Broadcasting
Contents
Broadcasting#
In the last slide, we saw that you can do element-wise arithmetic with numpy.array
s. We showed that you could do something like x + 3
and it would add 3 to each value in the array. While this did work, it also seems reasonable that this cause an error since the shapes of x
and 3
disagree. The reason it is not an error is that numpy
has a well-defined series of rules to transform values that disagree in shape for these operations. These rules form what is known as broadcasting. In other words, broadcasting is a procedure numpy
uses to transform values that disagree in shape so that the result is well defined.
Before we state the rules, let us point out that this is in some sense an arbitrary decision on numpy
’s part. They could have very easily said that if any shapes disagree, it causes an error. They chose the following set of rules to do some automatic transformations. If you want anything outside of these transformations provided, you would have to write the code yourself. We will start by stating the rules, and then do a worked example which should hopefully clear up what is going on.
Broadcasting Rules#
Consider some element-wise operation like x + y
that operates on two numpy.arrays
. This operation is well-defined if both x
and y
have the shape. If x
and y
disagree on their shape, numpy
will run the following steps in order to make the shapes match up.
If the two arrays differ in their number of dimensions, the shape of the one with fewer dimensions is padded on its left side with 1’s.
If the shape of two arrays does not match on any dimension, the array with shape equal to 1 in that dimension is stretched to match the other shape. This will happen for all dimensions that don’t match and one has a shape equal to 1.
If in any dimension the sizes disagree and neither is equal to 1, an error is raised.
The process of broadcasting doesn’t actually modify x
or y
, but rather creates a temporary structure with the shape described in this algorithm to do the operation.
Broadcasting Example#
Consider the code snippet.
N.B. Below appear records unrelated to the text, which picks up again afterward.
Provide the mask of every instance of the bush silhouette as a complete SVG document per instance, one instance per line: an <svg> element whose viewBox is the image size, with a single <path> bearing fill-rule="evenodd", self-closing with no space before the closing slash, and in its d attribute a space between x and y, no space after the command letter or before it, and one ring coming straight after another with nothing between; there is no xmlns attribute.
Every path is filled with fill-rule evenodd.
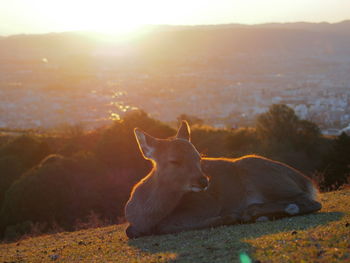
<svg viewBox="0 0 350 263"><path fill-rule="evenodd" d="M141 156L135 140L136 127L160 138L175 134L172 128L150 118L144 111L132 111L102 132L96 145L97 157L111 169L133 168L140 172L148 169L149 163Z"/></svg>
<svg viewBox="0 0 350 263"><path fill-rule="evenodd" d="M16 181L25 169L14 156L0 158L0 207L5 197L5 192Z"/></svg>
<svg viewBox="0 0 350 263"><path fill-rule="evenodd" d="M34 135L16 137L0 147L0 207L12 183L49 152L48 144Z"/></svg>
<svg viewBox="0 0 350 263"><path fill-rule="evenodd" d="M300 120L294 110L284 104L273 104L256 120L260 153L311 173L322 159L326 143L315 123Z"/></svg>
<svg viewBox="0 0 350 263"><path fill-rule="evenodd" d="M16 137L0 148L0 156L14 156L25 168L36 165L49 153L49 145L34 135Z"/></svg>
<svg viewBox="0 0 350 263"><path fill-rule="evenodd" d="M227 146L234 157L246 154L259 154L261 151L260 141L254 128L233 130L227 138Z"/></svg>
<svg viewBox="0 0 350 263"><path fill-rule="evenodd" d="M256 120L256 130L262 140L291 147L305 147L320 137L318 126L300 120L294 110L284 104L273 104Z"/></svg>
<svg viewBox="0 0 350 263"><path fill-rule="evenodd" d="M2 226L23 221L72 226L103 203L103 165L91 153L72 158L50 155L7 191Z"/></svg>
<svg viewBox="0 0 350 263"><path fill-rule="evenodd" d="M340 134L325 155L320 169L324 171L324 188L332 189L350 183L350 136Z"/></svg>

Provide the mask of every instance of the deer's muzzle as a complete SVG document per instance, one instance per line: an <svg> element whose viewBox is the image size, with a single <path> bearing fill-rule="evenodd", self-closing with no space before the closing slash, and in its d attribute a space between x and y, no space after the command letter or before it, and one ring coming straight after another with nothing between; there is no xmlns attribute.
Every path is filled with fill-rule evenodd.
<svg viewBox="0 0 350 263"><path fill-rule="evenodd" d="M191 185L192 192L200 192L206 190L208 187L208 179L204 176L199 177L195 183Z"/></svg>

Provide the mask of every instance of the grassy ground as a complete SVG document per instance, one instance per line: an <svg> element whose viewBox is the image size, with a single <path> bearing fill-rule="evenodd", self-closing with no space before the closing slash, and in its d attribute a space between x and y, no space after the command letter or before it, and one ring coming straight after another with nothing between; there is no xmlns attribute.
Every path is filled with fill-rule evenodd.
<svg viewBox="0 0 350 263"><path fill-rule="evenodd" d="M350 262L350 190L320 213L128 240L125 225L0 244L0 262Z"/></svg>

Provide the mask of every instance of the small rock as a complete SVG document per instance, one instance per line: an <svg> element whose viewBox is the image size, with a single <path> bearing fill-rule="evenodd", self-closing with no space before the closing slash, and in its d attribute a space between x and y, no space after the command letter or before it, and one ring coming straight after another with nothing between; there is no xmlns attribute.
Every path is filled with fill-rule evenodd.
<svg viewBox="0 0 350 263"><path fill-rule="evenodd" d="M347 222L347 223L345 224L345 227L349 227L349 226L350 226L350 223Z"/></svg>
<svg viewBox="0 0 350 263"><path fill-rule="evenodd" d="M320 251L318 251L317 252L317 257L321 257L322 256L322 254L324 254L324 250L320 250Z"/></svg>
<svg viewBox="0 0 350 263"><path fill-rule="evenodd" d="M216 247L212 247L212 246L205 246L205 245L203 245L202 247L204 247L205 249L207 249L207 250L209 250L209 251L217 250Z"/></svg>
<svg viewBox="0 0 350 263"><path fill-rule="evenodd" d="M298 234L298 232L297 231L292 231L292 235L296 235L296 234Z"/></svg>
<svg viewBox="0 0 350 263"><path fill-rule="evenodd" d="M159 243L153 243L152 245L155 247L159 247Z"/></svg>
<svg viewBox="0 0 350 263"><path fill-rule="evenodd" d="M81 240L80 240L80 241L78 242L78 245L85 245L85 243L84 243L84 241L81 241Z"/></svg>
<svg viewBox="0 0 350 263"><path fill-rule="evenodd" d="M50 256L50 259L51 259L52 261L54 261L54 260L57 260L58 257L59 257L58 255L54 254L54 255L51 255L51 256Z"/></svg>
We print out the resulting shape and then explain using the rules of broadcasting why this is the case.
import numpy as np
m = np.ones((2, 3)) # Shape: (2, 3)
v = np.arange(3) # Shape: (3,)
result = m + v
print(result)
print(result.shape)
It helps to see that originally our data is
m (2, 3)
[[1, 1, 1],
[1, 1, 1]]
v (3,) # Notice the extra set of []!
[0, 1, 2]
Step 1: Pad Dimensions#
The first rule of broadcasting says:
If the two arrays differ in their number of dimensions, the shape of the one with fewer dimensions is padded on it’s left side.
Since m
has 2 dimensions and v
has 1, we will need to pad v
with dimensions of shape 1 on the left of its shape. After this step, we will be working with the following shape/values.
m (2, 3)
[[1, 1, 1],
[1, 1, 1]]
v (1, 3)
[[0, 1, 2]]
Warning
Important: While we are saying that v.shape
is now a (1,3)
, this is a bit of a lie since v
’s shape never actually changes. Broadcasting makes a temporary copy that starts with the value of v
and transforms that. For simplicity we refer to it as v
’s shape. If you go to the snippet above and print out v
’s shape at the end, you’ll see it’s the same as it started.
Step 2: Stretch Dimensions#
The second rule of broadcasting says:
If the shape of two arrays does not match on any dimension, the array with shape equal to 1 in that dimension is stretched to match the other shape. This will happen for all dimensions that don’t match and one has a shape equal to 1.
We can see after Step 1, that the first dimension of m
and v
disagree since m
‘s first dimension has shape 2 and v
‘s first dimension has shape 1. This means we will stretch v
along its first dimension so that it becomes a (2,2)
. Semantically, this means we will add a new row (since first dimension is rows) to v
with the exact same values as the first row. This is because we “stretch” the values along that dimension.
After this step, we will be working with the following shape/values.
m (2, 3)
[[1, 1, 1],
[1, 1, 1]]
v (2, 3)
[[0, 1, 2],
[0, 1, 2]]
Importantly, we only do this stretching in the case of a mismatch for the array that has shape 1 for that dimension.
Step 3: Check for Errors#
The third rule of broadcasting says:
If in any dimension the sizes disagree and neither is equal to 1, an error is raised.
After step 2, our shapes match so there is not an error.
You might be wondering, how could an error occur with this algorithm? Consider trying to add a shape (1, 3)
to a (2, 6)
. According to Step 1, we wouldn’t need to pad since there is the same number of dimensions. In Step 2 when we stretch, we would only stretch the first dimension of the first array since that’s the only one that has shape 1. This means you cannot stretch the second dimension from 3 to 6 since the rule says it will only stretch dimensions with shape 1 if it disagrees. Then we would get to Step 3 and see that we have a (2, 3)
and a (2, 6)
which disagree on a dimension and neither are one.